While industrial bioprocesses have been operated in fed-batch mode for a long time, the screening of high-producer cell lines and a lot of other development work is still performed in batch mode for a variety of reasons. One downside to fed-batch fermentation is that it requires more instrumentation, e.g., pumps, to realize the substrate feeding.
Another factor that favors batch mode in small scale is that the huge number of clones in screening projects requires researchers to utilize parallel and easy-to-handle cultivation vessels, including shake flasks, which have known limitations.
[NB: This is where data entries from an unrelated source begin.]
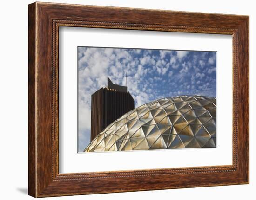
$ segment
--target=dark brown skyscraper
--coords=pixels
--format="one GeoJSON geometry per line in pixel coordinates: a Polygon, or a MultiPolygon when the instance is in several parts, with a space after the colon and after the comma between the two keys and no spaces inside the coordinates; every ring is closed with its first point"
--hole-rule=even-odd
{"type": "Polygon", "coordinates": [[[134,100],[127,87],[114,84],[108,77],[108,86],[92,95],[91,142],[104,128],[134,109],[134,100]]]}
m2p-labs recently developed a ready-to-use medium to address these shortcomings. The Feed-in-Time (FIT) media series offers enzyme-assisted glucose release to enable fed-batch mode in any fermentation scale. Fed-batch medium is especially useful for small-scale fermentations where simple and easy-to-use bioreactors are preferred. Currently, FIT fed-batch medium is available in synthetic and complex formulations for several cell types such as E. coli, Pichia pastoris, and Hansenula polymorpha.
When performing an aerobic fermentation, the maximum substrate feeding rate must always be adjusted to the maximum oxygen-transfer capacity of the bioreactor, otherwise the culture cannot process the substrate over the aerobic pathway and thus, inevitably, the cells produce anaerobic byproducts such as organic acids.
Shake flasks are generally known as bioreactors with low oxygen transfer capacities. Baffled shake flasks typically provide higher oxygen-transfer capacities but often also exhibit higher heterogeneity of results. Since the baffles are introduced manually into classical Erlenmeyer flasks by glassblowers, these baffled shake flasks are unique and reproducibility is missing.
Duran® solved this problem by designing an automated, two-step industrial production process for a new, reproducible baffled shake flask. The baffled Duran flask possesses reproducible geometry with four bottom baffles, which ensures reproducible behavior in respect to oxygen-transfer capacity and culture growth.
We recently undertook a study to determine oxygen-transfer capacities in baffled and classical shake flasks. The oxygen-transfer capacity was determined by applying the sulfite oxidation method.
The basic conditions for determining the oxygen-transfer capacity, here expressed as kLa values, were as follows: 250 mL nominal volume of the shake flasks, 15 mL filling volume, 25 mm shaking diameter, 300 rpm shaking frequency, temperature 28eC, membrane cap for Duran baffled flask, and pulp plug for Erlenmeyer flask.
Under these conditions a kLa value of 160 h-1 ± 7% for the Duran baffled flask and a kLa value of 100 h-1 ± 3% for the Erlenmeyer flask were determined (Figure 1). We were able to show that the Duran baffled flask exceeds the classical Duran Erlenmeyer flask in oxygentransfer capacity by more than 50%, enabling a better aeration for aerobic cultures.